Overall, the Chinese immigrant community, but certainly far from all of them, have dominated the growing economies of the region to a high degree, so that some economists have blamed the underperformers in national development on their lower percentage of Chinese. Comparing the European antisemitism over the centuries, which started from religious interpretations, with anti-Chinese undercurrents in SEA may be a bit too daring. But prejudices are common, the reliability as citizens is sometimes openly questioned. Malaysia is a special case here, because the old UMNO coalition, in government for 61 years, was trying to cement its grip on power by catering preferably to the Malay majority and playing the racial and religious card in all elections.
Singapore, on the other hand, with a ¾ Chinese majority, has reached a rather advanced balance of opportunities in education and careers for the defined four races, i.e.
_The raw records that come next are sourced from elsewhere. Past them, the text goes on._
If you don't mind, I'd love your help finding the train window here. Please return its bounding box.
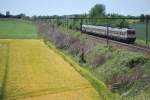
[127,30,135,34]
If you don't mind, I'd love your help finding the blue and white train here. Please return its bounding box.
[81,25,136,43]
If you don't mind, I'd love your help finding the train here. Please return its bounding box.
[81,25,136,44]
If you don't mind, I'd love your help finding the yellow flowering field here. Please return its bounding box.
[0,39,100,100]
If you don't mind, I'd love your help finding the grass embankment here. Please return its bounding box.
[0,19,37,39]
[0,39,101,100]
[39,24,150,100]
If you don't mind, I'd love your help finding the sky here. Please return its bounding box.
[0,0,150,16]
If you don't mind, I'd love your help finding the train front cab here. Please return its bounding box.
[127,30,136,43]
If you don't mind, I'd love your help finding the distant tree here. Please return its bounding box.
[0,13,5,18]
[117,19,129,28]
[140,14,145,22]
[89,4,105,18]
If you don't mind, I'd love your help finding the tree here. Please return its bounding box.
[140,14,145,22]
[89,4,105,18]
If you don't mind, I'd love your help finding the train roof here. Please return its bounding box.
[82,25,134,32]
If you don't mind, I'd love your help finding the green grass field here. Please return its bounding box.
[131,23,150,41]
[0,19,37,39]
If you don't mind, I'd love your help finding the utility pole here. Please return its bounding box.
[146,16,148,45]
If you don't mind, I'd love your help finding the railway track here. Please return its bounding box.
[84,34,150,57]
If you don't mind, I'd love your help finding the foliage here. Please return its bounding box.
[0,19,37,39]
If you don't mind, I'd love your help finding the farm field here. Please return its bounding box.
[0,19,37,39]
[131,23,150,41]
[0,39,100,100]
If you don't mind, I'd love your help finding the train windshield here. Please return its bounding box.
[128,30,135,34]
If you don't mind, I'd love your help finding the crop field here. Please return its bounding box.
[131,23,150,41]
[0,39,100,100]
[0,19,37,39]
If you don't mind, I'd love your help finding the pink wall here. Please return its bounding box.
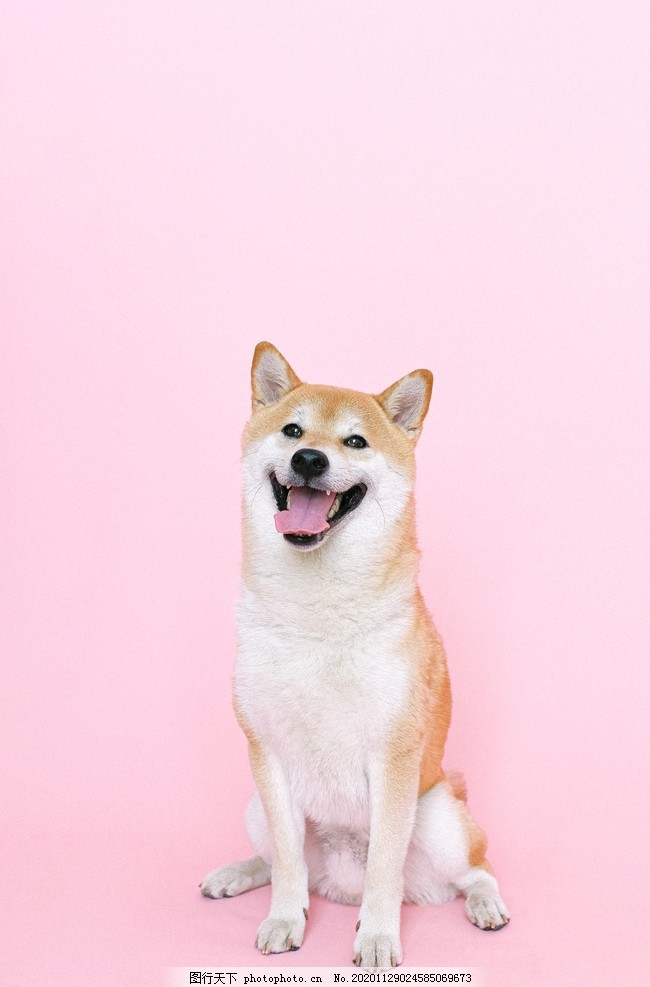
[0,0,650,987]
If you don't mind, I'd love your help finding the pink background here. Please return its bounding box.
[0,0,650,987]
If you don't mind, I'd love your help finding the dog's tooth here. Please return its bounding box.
[327,494,341,521]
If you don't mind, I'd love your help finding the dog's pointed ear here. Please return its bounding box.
[251,343,302,411]
[376,370,433,442]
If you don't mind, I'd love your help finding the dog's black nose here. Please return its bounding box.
[291,449,329,482]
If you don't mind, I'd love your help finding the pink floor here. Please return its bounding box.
[1,792,648,987]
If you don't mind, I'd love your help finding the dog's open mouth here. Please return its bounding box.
[271,473,368,546]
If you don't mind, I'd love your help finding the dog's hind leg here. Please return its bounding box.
[404,779,510,929]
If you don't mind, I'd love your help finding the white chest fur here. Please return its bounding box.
[235,560,412,829]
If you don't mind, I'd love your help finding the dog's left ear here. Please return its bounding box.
[377,370,433,442]
[251,343,302,411]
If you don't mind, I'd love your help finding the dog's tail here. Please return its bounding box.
[445,771,467,802]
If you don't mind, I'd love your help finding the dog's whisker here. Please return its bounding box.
[372,497,386,531]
Chinese, Indians, Malays, and Others (CIMO-system), but lingering prejudices can never be totally avoided.
Global Review: How much influence have foreign political powers like the CP China or others on the party finances and politics of the south-east Asian parties? In Malaysia Najib was ousted fort he 1 MBD scandal when he admitted these were donations by Saudi Arabia?
WS: There are always state secrets and secretive ruling parties. For the region, China is the increasingly important economic partner with huge investments and loans, but also with a considerable extraction of natural resources like tropical hard wood and minerals. I haven’t come across any evidence of direct influence of the Communist Party of China on political parties in SEA, except possibly in Laos, where the Communist Lao People’s Revolutionary Party may be a client and useful for all sorts of concessions for Chinese companies.
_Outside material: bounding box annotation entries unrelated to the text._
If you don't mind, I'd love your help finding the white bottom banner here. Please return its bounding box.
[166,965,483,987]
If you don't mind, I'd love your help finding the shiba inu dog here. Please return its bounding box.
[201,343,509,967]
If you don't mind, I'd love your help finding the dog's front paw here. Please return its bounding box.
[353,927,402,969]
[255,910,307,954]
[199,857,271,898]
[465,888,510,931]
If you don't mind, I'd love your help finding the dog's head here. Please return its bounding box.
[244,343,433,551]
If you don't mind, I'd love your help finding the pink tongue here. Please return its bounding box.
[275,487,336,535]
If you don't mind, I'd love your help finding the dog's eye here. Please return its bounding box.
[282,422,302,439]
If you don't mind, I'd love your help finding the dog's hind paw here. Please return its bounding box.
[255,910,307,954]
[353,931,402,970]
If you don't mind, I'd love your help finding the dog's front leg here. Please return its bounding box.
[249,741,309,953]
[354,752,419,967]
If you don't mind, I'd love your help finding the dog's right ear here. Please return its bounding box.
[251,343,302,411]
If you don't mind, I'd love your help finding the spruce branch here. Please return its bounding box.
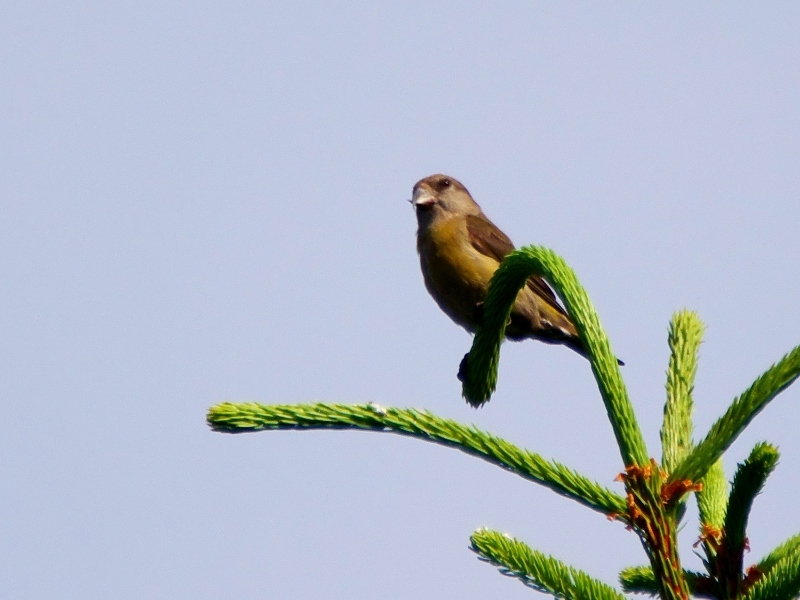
[695,457,728,532]
[619,566,714,598]
[661,310,705,473]
[756,533,800,574]
[745,553,800,600]
[207,402,625,520]
[470,529,625,600]
[705,442,778,599]
[461,246,648,467]
[725,442,779,564]
[670,346,800,481]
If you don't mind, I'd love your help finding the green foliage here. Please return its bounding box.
[661,310,705,473]
[207,246,800,600]
[756,533,800,573]
[463,246,648,467]
[619,566,708,597]
[672,346,800,481]
[745,553,800,600]
[207,402,625,516]
[470,529,625,600]
[725,442,779,550]
[697,458,728,530]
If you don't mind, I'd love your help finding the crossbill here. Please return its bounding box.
[411,175,586,366]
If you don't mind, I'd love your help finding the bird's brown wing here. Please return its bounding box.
[467,214,567,315]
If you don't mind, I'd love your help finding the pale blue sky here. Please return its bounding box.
[0,2,800,600]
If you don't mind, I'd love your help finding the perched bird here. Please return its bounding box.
[411,175,586,360]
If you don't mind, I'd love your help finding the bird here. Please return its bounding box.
[410,174,587,360]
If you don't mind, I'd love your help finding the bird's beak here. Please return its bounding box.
[411,188,436,208]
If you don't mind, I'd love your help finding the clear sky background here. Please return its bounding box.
[0,1,800,599]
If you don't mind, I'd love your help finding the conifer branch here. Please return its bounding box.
[619,566,713,598]
[207,402,625,520]
[695,457,728,533]
[745,553,800,600]
[709,442,788,600]
[471,529,625,600]
[756,533,800,573]
[725,442,779,551]
[661,310,705,473]
[670,346,800,481]
[461,246,649,467]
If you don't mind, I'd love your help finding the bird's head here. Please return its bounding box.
[411,175,481,228]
The Saudi donation saga of Najib Razak in Malaysia is difficult to believe. An amount of 682 million $ which was found in Najib’s personal accounts, is not peanuts, even for Saudi royals. But the case is unfolding at the moment, and more evidence may come to light in the coming months.
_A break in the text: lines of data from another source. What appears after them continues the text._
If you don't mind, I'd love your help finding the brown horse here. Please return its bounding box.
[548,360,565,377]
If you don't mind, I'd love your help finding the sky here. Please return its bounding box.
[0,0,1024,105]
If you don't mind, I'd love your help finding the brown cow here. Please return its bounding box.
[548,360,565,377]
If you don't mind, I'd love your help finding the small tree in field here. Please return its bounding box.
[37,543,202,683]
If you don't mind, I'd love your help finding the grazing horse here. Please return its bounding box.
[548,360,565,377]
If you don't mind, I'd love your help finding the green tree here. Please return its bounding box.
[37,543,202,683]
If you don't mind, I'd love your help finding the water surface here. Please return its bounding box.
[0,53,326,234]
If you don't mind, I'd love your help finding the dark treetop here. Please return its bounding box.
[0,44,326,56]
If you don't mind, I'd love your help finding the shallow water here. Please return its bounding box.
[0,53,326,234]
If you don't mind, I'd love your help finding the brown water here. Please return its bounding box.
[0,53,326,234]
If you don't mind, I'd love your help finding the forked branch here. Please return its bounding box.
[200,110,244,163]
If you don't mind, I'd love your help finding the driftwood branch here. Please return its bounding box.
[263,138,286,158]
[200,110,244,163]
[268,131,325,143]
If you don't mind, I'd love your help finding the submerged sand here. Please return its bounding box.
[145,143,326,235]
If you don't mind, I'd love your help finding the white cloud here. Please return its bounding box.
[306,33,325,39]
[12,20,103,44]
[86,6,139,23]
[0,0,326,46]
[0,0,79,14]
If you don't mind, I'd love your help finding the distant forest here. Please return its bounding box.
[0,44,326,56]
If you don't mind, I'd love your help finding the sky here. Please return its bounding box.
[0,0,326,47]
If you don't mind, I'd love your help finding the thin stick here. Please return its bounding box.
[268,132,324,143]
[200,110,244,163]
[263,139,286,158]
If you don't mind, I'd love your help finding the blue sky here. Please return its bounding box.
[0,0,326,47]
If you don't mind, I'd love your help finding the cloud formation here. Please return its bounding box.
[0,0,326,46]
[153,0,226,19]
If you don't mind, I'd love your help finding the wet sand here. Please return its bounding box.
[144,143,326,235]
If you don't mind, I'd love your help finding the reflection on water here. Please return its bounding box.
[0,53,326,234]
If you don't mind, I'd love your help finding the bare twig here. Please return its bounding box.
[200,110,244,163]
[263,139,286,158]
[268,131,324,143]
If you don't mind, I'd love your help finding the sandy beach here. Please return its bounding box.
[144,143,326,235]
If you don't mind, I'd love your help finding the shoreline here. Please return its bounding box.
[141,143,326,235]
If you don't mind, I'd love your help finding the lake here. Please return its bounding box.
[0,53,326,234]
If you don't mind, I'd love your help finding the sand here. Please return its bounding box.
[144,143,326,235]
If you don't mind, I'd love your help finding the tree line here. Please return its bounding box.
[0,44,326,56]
Global Review: If money politics is so rampant in SAE, are there any efforts to promote transparency of party finances or anti-corruption legislation Are there any powerful NGOs or political groups in favor of this? Is money politics accepted as it promotes economic growth in SEA or is it criticized? Could this change if south-east Asian countries were less successful or a recession, economic crisis or financial crisis occurred, like 1997 the Asian financial crisis?
WS: There are efforts from critical NGOs, but also from inside the governments to fight corruption, especially on the political level. Legislation in several countries and the pertinent control institutions look often good on paper but the enforcement is either insufficient or invalidated by the forces which profit from the illegal transfers. Indonesia has made enormous progress in fighting general and political corruption with the Corruption Eradication Commission (KPK), with numerous convictions of sometimes very powerful political figures. But the KPK is also under attacks which try to undermine its efficiency and reach. The police, which is considered as rather corrupt, has threatened to establish an anti-corruption agency itself as a rival, in order to weaken the KPK. So far, the public opinion and President Joko Widodo have prevented such a move. But with the enormous resources of Indonesia, the competition for profits cannot be overestimated, no surprise in view of the rampant corruption all over the world.